In 2022, researchers P.A. Arts and L. van den Broek published the Fast Continuous Wavelet Transform (fCWT) algorithm, with dramatically positive ramifications for wavelet transform computation. The fCWT enables CoherIQs by scaling down the amount of compute time required for long signals, focusing on the inverse Fourier transform step in the FFT-based implementation of the wavelet transform.

To give an overly brief technical summary of what is going on in the background, this efficient algorithm caches precomputed look-up tables of the iFFT and can apply strategic downsampling to the time-frequency complex matrix prior to the scale dependent operations, allowing large-scale reductions in overall computational complexity. A comprehensive explanation of the fCWT algorithm can be found in the original publication.

Memory usage vs frequency resolution
Efficiency comparison in memory usage

Efficiency comparison in memory usage. Left: increasing frequency resolution. Right: increasing number of samples. Legend: Our model, PyCWT benchmark.

To illustrate the savings realized by these techniques, two signals consisting of pure noise are generated at an 8000 Hz sampling rate. Coherence matrices are then produced using CoherIQs in parallel with the PyCWT library's wavelet coherence transform (WCT) method, which serves as a benchmark for comparison. the efficiency in both domains (time and frequency) is of interest, so we run two experiments. The first figure shows how increasing resolution in the frequency and time domains affects the memory usage. The next figure shows the same two experiments with the memory metric exchanged for compute time, which is where we see the most significant savings.

Processing time vs frequency resolution
Efficiency comparison in process time

Efficiency comparison in process time. Left: increasing frequency resolution. Right: increasing number of samples. Legend: Our model, PyCWT benchmark.

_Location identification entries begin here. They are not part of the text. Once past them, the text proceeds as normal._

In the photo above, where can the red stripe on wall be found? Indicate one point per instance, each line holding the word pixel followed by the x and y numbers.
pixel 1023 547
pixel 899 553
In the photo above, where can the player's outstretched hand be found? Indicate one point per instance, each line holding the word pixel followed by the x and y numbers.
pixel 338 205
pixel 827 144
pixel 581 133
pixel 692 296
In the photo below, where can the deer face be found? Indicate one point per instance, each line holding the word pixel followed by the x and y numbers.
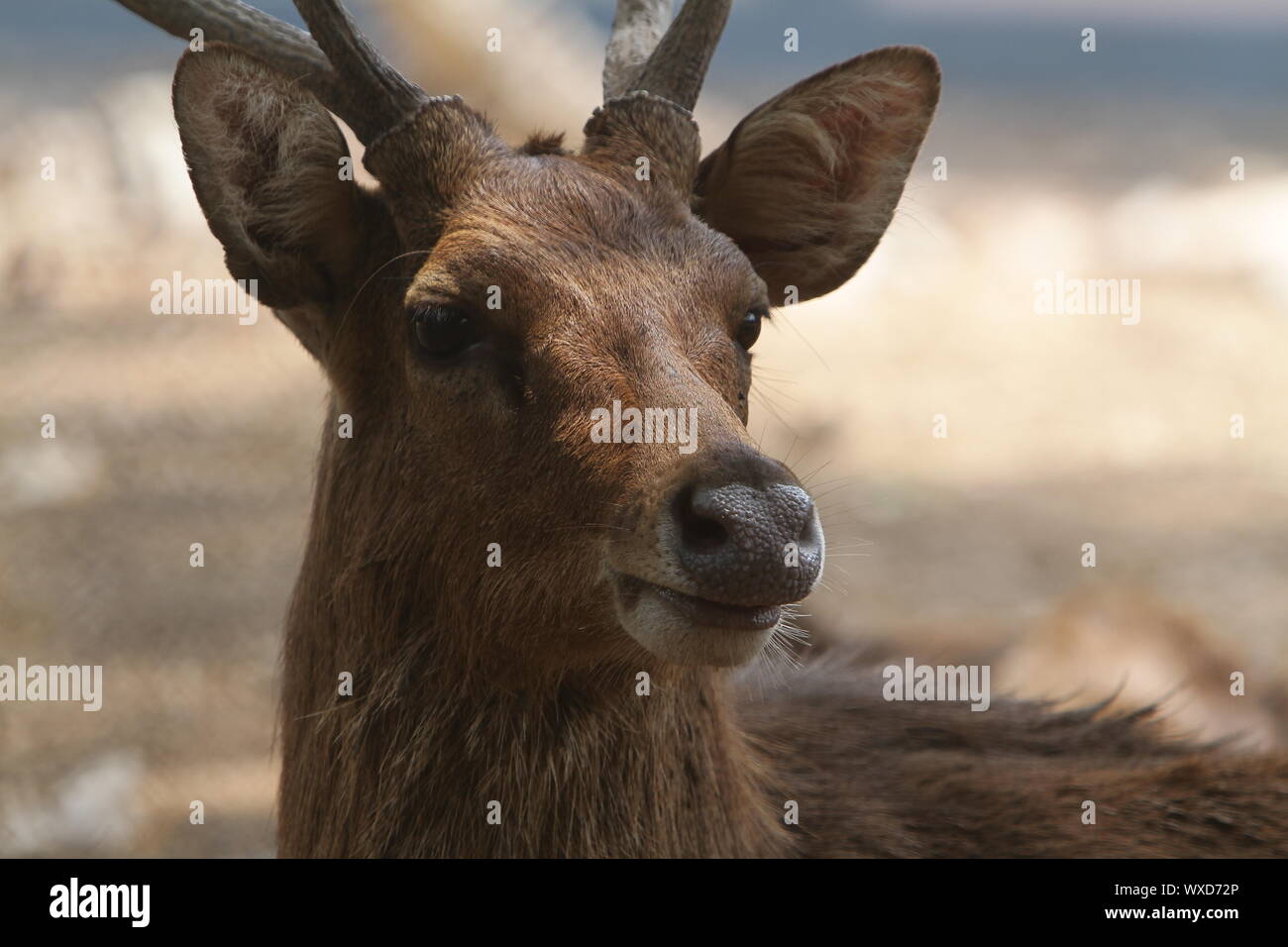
pixel 550 352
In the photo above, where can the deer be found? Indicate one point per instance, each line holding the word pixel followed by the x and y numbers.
pixel 553 638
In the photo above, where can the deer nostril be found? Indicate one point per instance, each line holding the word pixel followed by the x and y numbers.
pixel 698 530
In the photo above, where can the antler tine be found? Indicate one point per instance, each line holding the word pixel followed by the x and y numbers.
pixel 678 65
pixel 360 86
pixel 636 30
pixel 376 93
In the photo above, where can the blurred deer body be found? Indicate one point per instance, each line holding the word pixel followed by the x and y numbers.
pixel 540 625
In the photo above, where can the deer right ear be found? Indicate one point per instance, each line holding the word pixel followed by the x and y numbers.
pixel 267 162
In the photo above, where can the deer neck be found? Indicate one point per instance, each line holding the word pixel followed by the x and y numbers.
pixel 447 748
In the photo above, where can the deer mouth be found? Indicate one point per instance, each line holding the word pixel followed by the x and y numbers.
pixel 699 611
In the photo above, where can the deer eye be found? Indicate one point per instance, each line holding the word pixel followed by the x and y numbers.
pixel 748 330
pixel 443 331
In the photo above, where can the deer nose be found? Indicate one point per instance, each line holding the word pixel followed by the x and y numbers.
pixel 747 544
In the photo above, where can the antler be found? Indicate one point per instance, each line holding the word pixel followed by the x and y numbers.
pixel 636 30
pixel 336 63
pixel 675 65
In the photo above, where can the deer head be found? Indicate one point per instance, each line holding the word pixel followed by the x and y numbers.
pixel 487 304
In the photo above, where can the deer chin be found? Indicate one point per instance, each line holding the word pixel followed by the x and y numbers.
pixel 691 630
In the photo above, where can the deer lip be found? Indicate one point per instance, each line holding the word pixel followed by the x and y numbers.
pixel 700 611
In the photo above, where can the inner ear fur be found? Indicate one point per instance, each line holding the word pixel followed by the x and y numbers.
pixel 266 162
pixel 807 182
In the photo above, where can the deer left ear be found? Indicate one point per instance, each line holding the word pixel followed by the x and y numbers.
pixel 807 182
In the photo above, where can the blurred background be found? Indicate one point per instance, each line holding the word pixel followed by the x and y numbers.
pixel 1063 429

These results closely replicate the performance findings in the original fCWT publication, showing the large portion of coherence computation being consumed by the supporting wavelet transforms. Additionally, the step-wise behavior observed when increasing signal duration is a well documented phenomena in FFT based implementations, which are most efficient at transforming signals whose input lengths are 2n, n ∈ ℕ. As a result, such algorithms will pad signals to the next power of 2.